Cette trousse a pour objectif d’informer et de sensibiliser les personnes immigrantes et réfugiées quant aux défis pouvant être vécus durant le processus de migration, de même qu’aux enjeux de santé mentale pouvant en découler.

Info Bien-être se veut également un outil de référence et de soutien pour les personnes intervenantes de divers milieux appelées à accompagner les personnes immigrantes et réfugiées.

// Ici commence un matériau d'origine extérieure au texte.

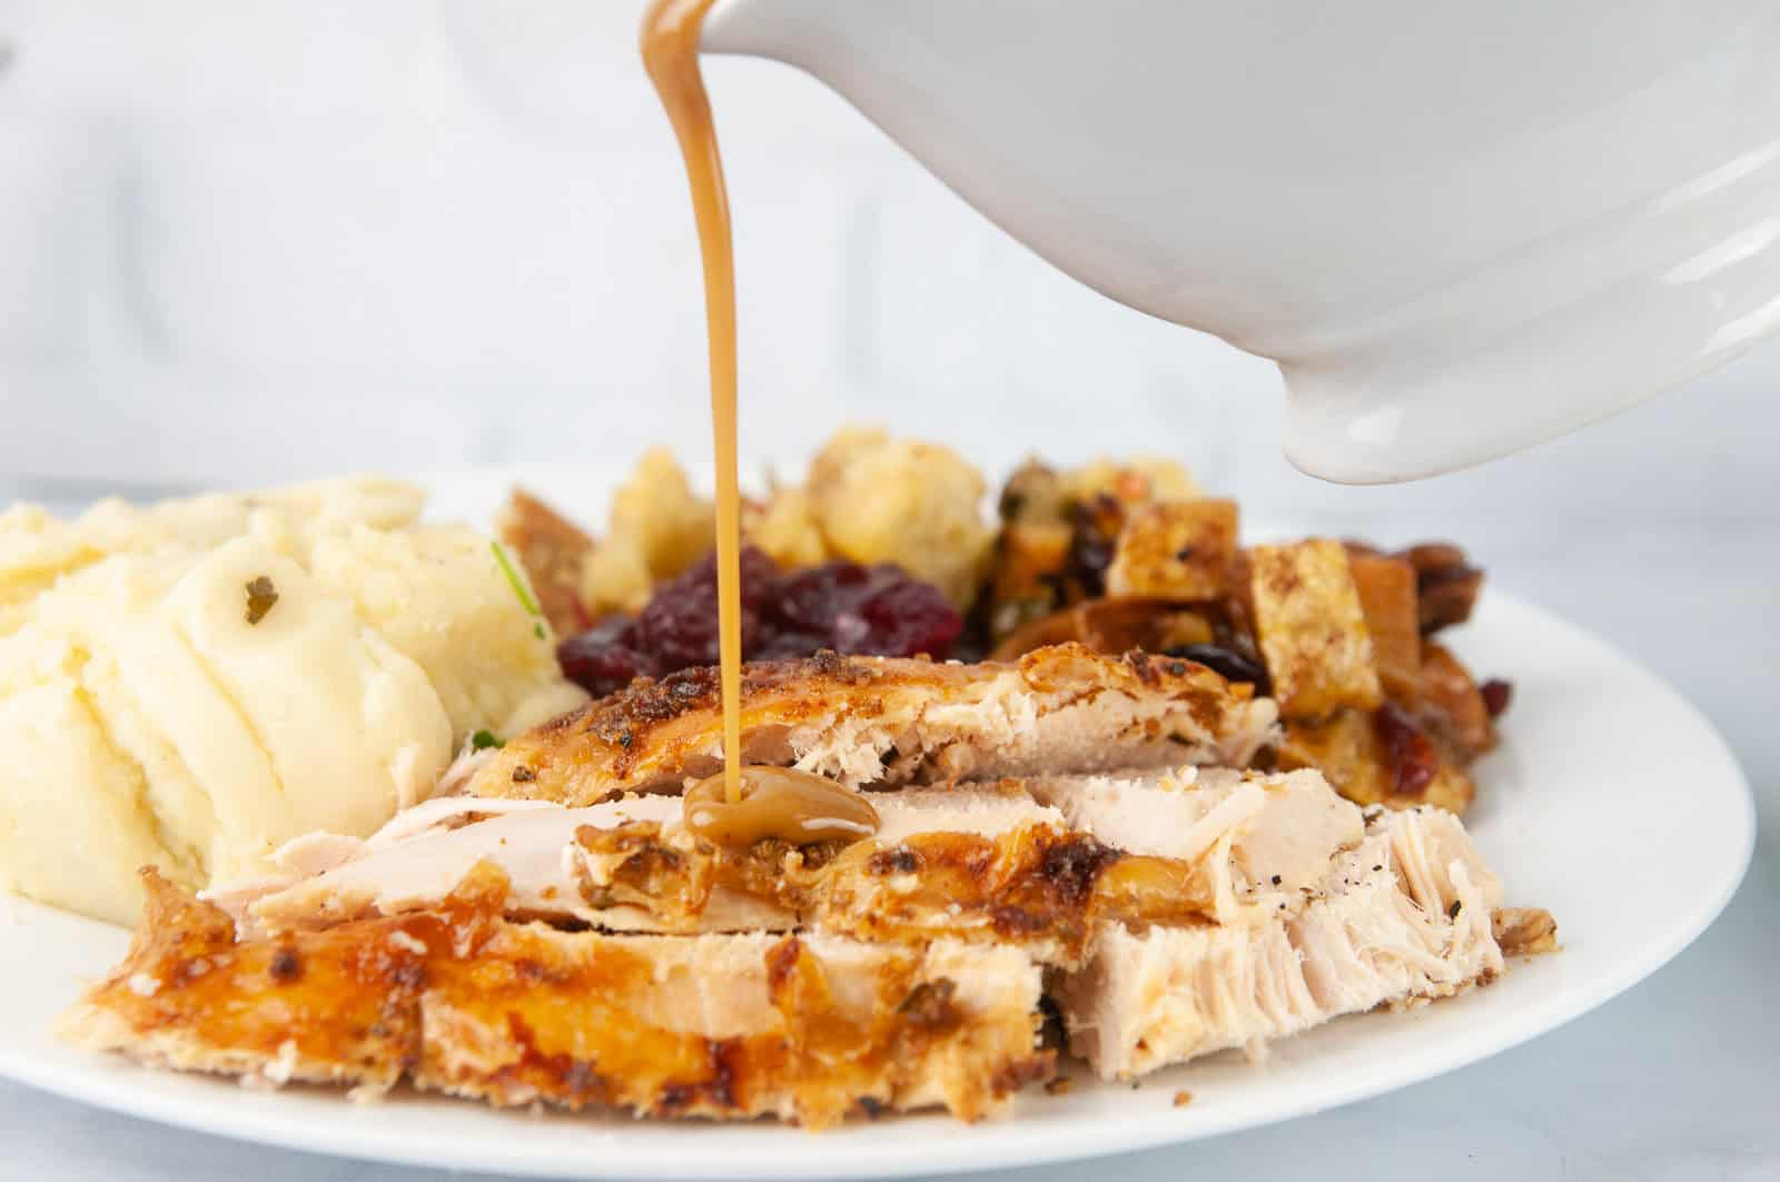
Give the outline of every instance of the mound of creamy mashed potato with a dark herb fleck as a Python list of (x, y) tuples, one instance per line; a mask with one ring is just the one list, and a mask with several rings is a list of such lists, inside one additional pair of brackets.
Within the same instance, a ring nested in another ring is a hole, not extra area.
[(473, 732), (580, 701), (490, 541), (418, 509), (351, 481), (0, 518), (0, 881), (134, 922), (141, 865), (203, 886), (370, 833)]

  • Elle est disponible en français et en anglais, ainsi que dans d’autres langues en utilisant l’option Google traduction. Des synthèses sont également disponibles (et à venir) dans plusieurs langues.

Points de vigilance

  • Plusieurs de ces ressources sont hébergées sur des sites en anglais, même si les documents qu’elles proposent sont disponibles dans de nombreuses langues.  
  • Nous ne sommes pas responsables de la disponibilité des services offerts au sein de ces ressources ni de leur exactitude.  
  • Il est important de rappeler aux usager·ère·s et à leurs proches que les informations présentées dans ces ressources sont fournies à des fins éducatives et ne peuvent pas remplacer les conseils ou instructions des professionnel·le·s. 

IntérogationÀ retenir

Les barrières linguistiques ne sont pas qu’un inconvénient, elles ont des conséquences réelles sur la qualité des soins et sur le bien-être des personnes proches aidantes.

Ce qu’il faut garder en tête :
  • La langue peut devenir un obstacle à chaque étape : comprendre un diagnostic, signer un consentement, suivre un traitement, demander de l’aide.
  • Une personne qui « se débrouille » en français peut quand même avoir besoin d’un interprète, surtout dans les moments de stress ou de vulnérabilité.
  • Assumer le rôle d’interprète en plus de celui de proche aidant·e ajoute une charge supplémentaire sur leurs épaules et comporte des risques sérieux : erreurs, atteinte à la confidentialité, consentement compromis. Les erreurs surviennent dans près d’une interaction sur deux.
Réduire les barrières linguistiques :
  • Évaluer les besoins linguistiques de chaque personne, aidée ET proche aidante, de façon indépendante, sans présumer de leur aisance.
  • Nommer la possibilité d’un·e interprète professionnel·le, systématiquement et même quand la personne essaye se débrouiller.
  • Clarifier le rôle de la personne proche aidante présente : est-elle là pour accompagner ou pour traduire? Quels sont ses besoins?
  • Connaître les ressources disponibles dans votre milieu et les mobiliser : banque d’interprètes, organismes communautaires, documents multilingues.